How Aviva built a scalable, secure, and reliable MLOps platform using Amazon SageMaker

In this post, we describe how Aviva built a fully serverless MLOps platform based on the AWS Enterprise MLOps Framework and Amazon SageMaker to integrate DevOps best practices into the ML lifecycle. This solution establishes MLOps practices to standardize model development, streamline ML model deployment, and provide consistent monitoring.

Jat AI

Oct 3, 2024 - 20:00

How Aviva built a scalable, secure, and reliable MLOps platform using Amazon SageMaker

This post is co-written with Dean Steel and Simon Gatie from Aviva.

With a presence in 16 countries and serving over 33 million customers, Aviva is a leading insurance company headquartered in London, UK. With a history dating back to 1696, Aviva is one of the oldest and most established financial services organizations in the world. Aviva’s mission is to help people protect what matters most to them—be it their health, home, family, or financial future. To achieve this effectively, Aviva harnesses the power of machine learning (ML) across more than 70 use cases. Previously, ML models at Aviva were developed using a graphical UI-driven tool and deployed manually. This approach led to data scientists spending more than 50% of their time on operational tasks, leaving little room for innovation, and posed challenges in monitoring model performance in production.

In this post, we describe how Aviva built a fully serverless MLOps platform based on the AWS Enterprise MLOps Framework and Amazon SageMaker to integrate DevOps best practices into the ML lifecycle. This solution establishes MLOps practices to standardize model development, streamline ML model deployment, and provide consistent monitoring. We illustrate the entire setup of the MLOps platform using a real-world use case that Aviva has adopted as its first ML use case.

The Challenge: Deploying and operating ML models at scale

Approximately 47% of ML projects never reach production, according to Gartner. Despite the advancements in open source data science frameworks and cloud services, deploying and operating these models remains a significant challenge for organizations.

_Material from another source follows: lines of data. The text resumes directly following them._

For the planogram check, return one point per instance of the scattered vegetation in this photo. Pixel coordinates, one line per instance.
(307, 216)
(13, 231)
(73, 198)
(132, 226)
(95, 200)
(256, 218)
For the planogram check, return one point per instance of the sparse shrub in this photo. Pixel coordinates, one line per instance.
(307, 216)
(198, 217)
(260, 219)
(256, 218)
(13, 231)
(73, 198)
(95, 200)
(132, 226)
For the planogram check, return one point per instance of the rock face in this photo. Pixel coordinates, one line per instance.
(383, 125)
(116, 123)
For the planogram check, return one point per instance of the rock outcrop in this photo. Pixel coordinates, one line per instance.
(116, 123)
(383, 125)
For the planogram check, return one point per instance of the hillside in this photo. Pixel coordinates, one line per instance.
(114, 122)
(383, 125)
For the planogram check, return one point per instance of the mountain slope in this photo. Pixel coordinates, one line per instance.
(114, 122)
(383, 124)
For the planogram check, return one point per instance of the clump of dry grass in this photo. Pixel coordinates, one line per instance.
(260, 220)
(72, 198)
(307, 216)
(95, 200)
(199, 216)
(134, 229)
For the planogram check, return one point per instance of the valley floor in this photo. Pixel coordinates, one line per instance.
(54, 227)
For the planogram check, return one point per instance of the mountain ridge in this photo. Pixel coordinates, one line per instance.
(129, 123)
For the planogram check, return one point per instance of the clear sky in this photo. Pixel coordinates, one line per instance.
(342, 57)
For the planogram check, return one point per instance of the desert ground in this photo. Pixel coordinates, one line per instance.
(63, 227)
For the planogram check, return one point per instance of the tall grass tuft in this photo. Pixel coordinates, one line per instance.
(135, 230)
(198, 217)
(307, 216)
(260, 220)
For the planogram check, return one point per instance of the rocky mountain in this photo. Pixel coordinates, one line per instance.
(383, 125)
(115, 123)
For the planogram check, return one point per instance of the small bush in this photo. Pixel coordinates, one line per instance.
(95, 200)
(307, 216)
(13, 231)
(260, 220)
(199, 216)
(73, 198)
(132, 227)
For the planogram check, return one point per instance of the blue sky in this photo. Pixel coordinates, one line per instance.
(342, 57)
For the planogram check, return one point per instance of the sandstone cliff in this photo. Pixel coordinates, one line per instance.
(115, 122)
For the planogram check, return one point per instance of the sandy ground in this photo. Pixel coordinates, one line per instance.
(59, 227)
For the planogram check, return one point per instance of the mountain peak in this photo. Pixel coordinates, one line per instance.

This struggle highlights the importance of establishing consistent processes, integrating effective monitoring, and investing in the necessary technical and cultural foundations for a successful MLOps implementation.

For companies like Aviva, which handles approximately 400,000 insurance claims annually, with expenditures of about £3 billion in settlements, the pressure to deliver a seamless digital experience to customers is immense. To meet this demand amidst rising claim volumes, Aviva recognizes the need for increased automation through AI technology. Therefore, developing and deploying more ML models is crucial to support their growing workload.

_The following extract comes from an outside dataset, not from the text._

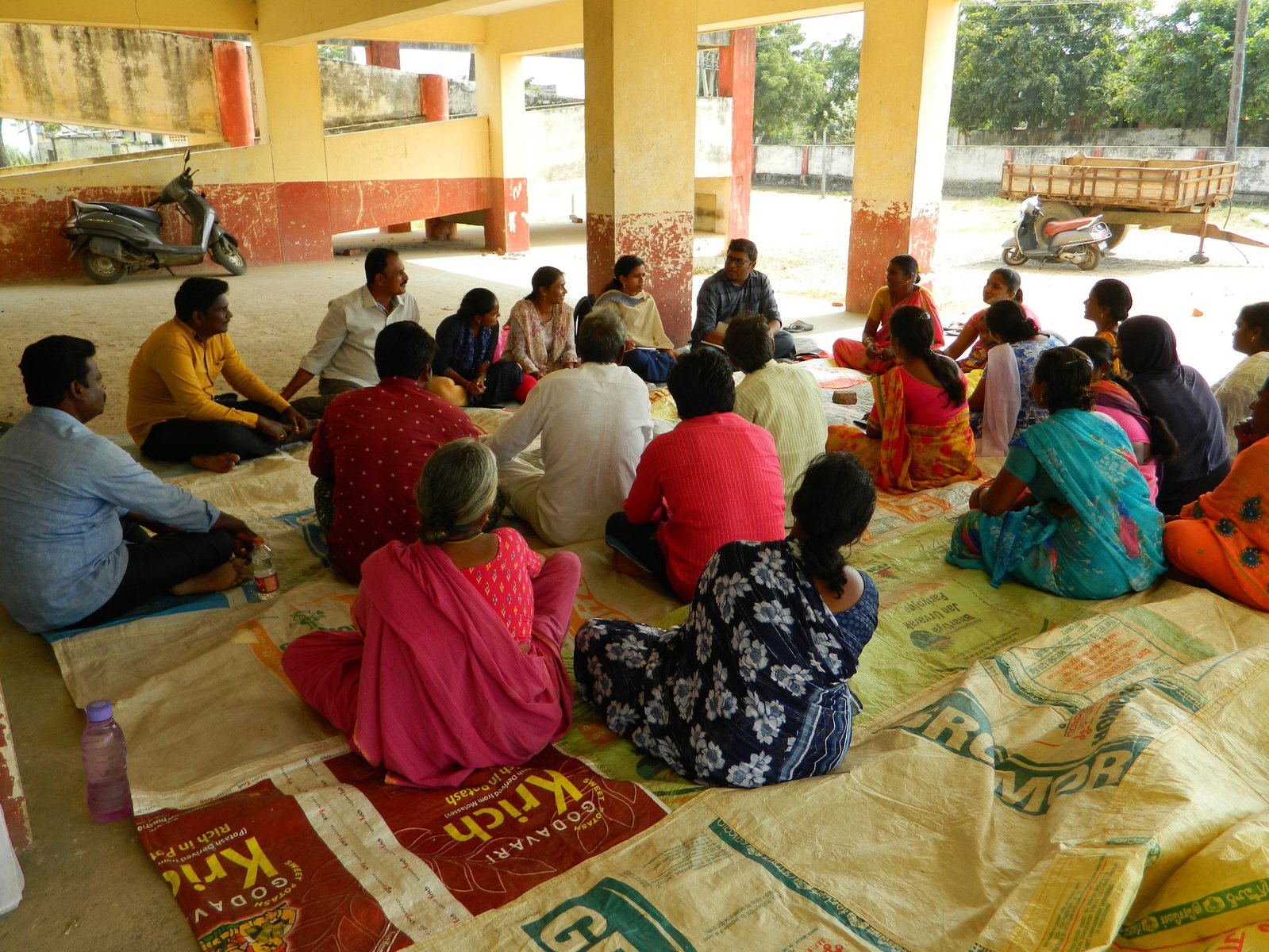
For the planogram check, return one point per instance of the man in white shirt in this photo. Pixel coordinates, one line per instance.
(595, 422)
(343, 355)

To prove the platform can handle onboarding and industrialization of ML models, Aviva picked their Remedy use case as their first project. This use case concerns a claim management system that employs a data-driven approach to determine whether submitted car insurance claims qualify as either total loss or repair cases, as illustrated in the following diagram

The workflow consists of the following steps:
The workflow begins when a customer experiences a car accident.
The customer contacts Aviva, providing information about the incident and details about the damage.
To determine the estimated cost of repair, 14 ML models and a set of business rules are used to process the request.
The estimated cost is compared with the car’s current market value from external data sources.
Information related to similar cars for sale nearby is included in the analysis.
Based on the processed data, a recommendation is made by the model to either repair or write off the car. This recommendation, along with the supporting data, is provided to the claims handler, and the pipeline reaches its final state.

The successful deployment and evaluation of the Remedy use case on the MLOps platform was intended to serve as a blueprint for future use cases, providing maximum efficiency by using templated solutions.

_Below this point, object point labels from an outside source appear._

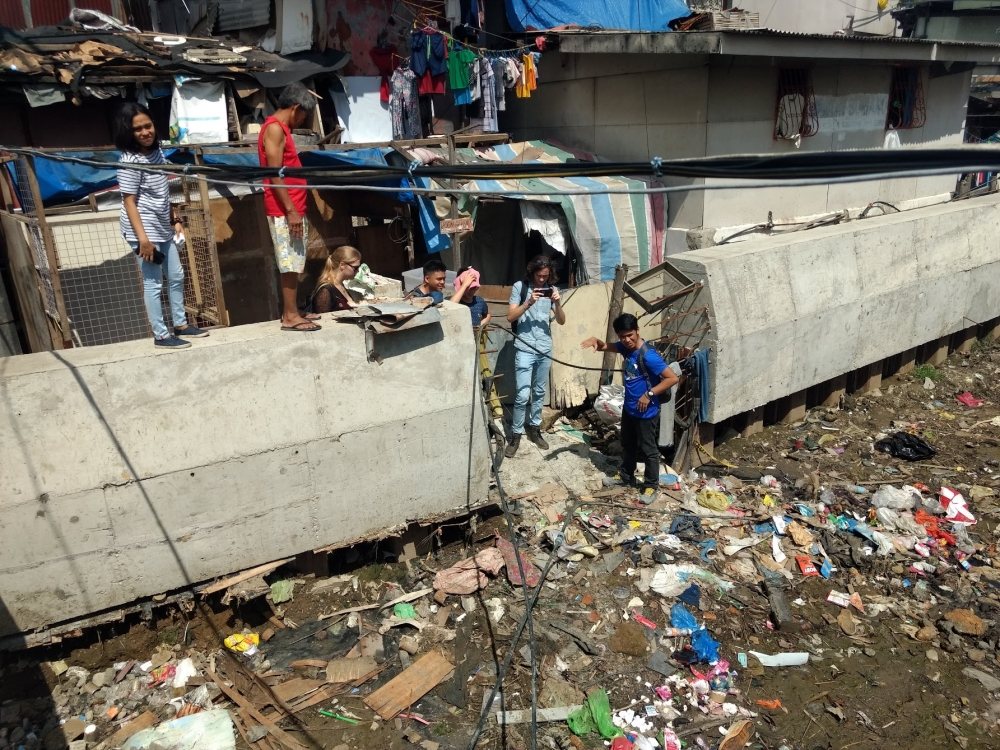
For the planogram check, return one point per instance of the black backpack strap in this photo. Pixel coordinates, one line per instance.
(523, 298)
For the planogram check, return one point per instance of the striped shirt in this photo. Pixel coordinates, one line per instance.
(153, 197)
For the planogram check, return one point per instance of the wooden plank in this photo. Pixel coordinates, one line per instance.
(273, 729)
(410, 685)
(349, 670)
(295, 688)
(260, 570)
(145, 720)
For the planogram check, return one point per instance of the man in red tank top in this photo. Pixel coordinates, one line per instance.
(285, 198)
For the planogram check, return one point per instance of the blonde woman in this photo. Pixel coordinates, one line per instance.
(331, 294)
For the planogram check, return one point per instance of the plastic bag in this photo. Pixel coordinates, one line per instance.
(888, 496)
(594, 715)
(609, 403)
(906, 446)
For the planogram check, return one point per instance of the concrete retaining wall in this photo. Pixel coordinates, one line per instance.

Solution overview of the MLOps platform

To handle the complexity of operationalizing ML models at scale, AWS offers provides an MLOps offering called AWS Enterprise MLOps Framework, which can be used for a wide variety of use cases. The offering encapsulates a best practices approach to build and manage MLOps platforms based on the consolidated knowledge gained from a multitude of customer engagements carried out by AWS Professional Services in the last five 5 years. The proposed baseline architecture can be logically divided into four building blocks which that are sequentially deployed into the provided AWS accounts, as illustrated in the following diagram below.

The building blocks are as follows:

Networking – A virtual private cloud (VPC), subnets, security groups, and VPC endpoints are deployed across all accounts.
Amazon SageMaker Studio – SageMaker Studio offers a fully integrated ML integrated development environment (IDE) acting as a data science workbench and control panel for all ML workloads.
Amazon SageMaker Projects templates – These ready-made infrastructure sets cover the ML lifecycle, including continuous integration and delivery (CI/CD) pipelines and seed code. You can launch these from SageMaker Studio with a few clicks, either choosing from preexisting templates or creating custom ones.
Seed code – This refers to the data science code tailored for a specific use case, divided between two repositories: training (covering processing, training, and model registration) and inference (related to SageMaker endpoints). The majority of time in developing a use case should be dedicated to modifying this code.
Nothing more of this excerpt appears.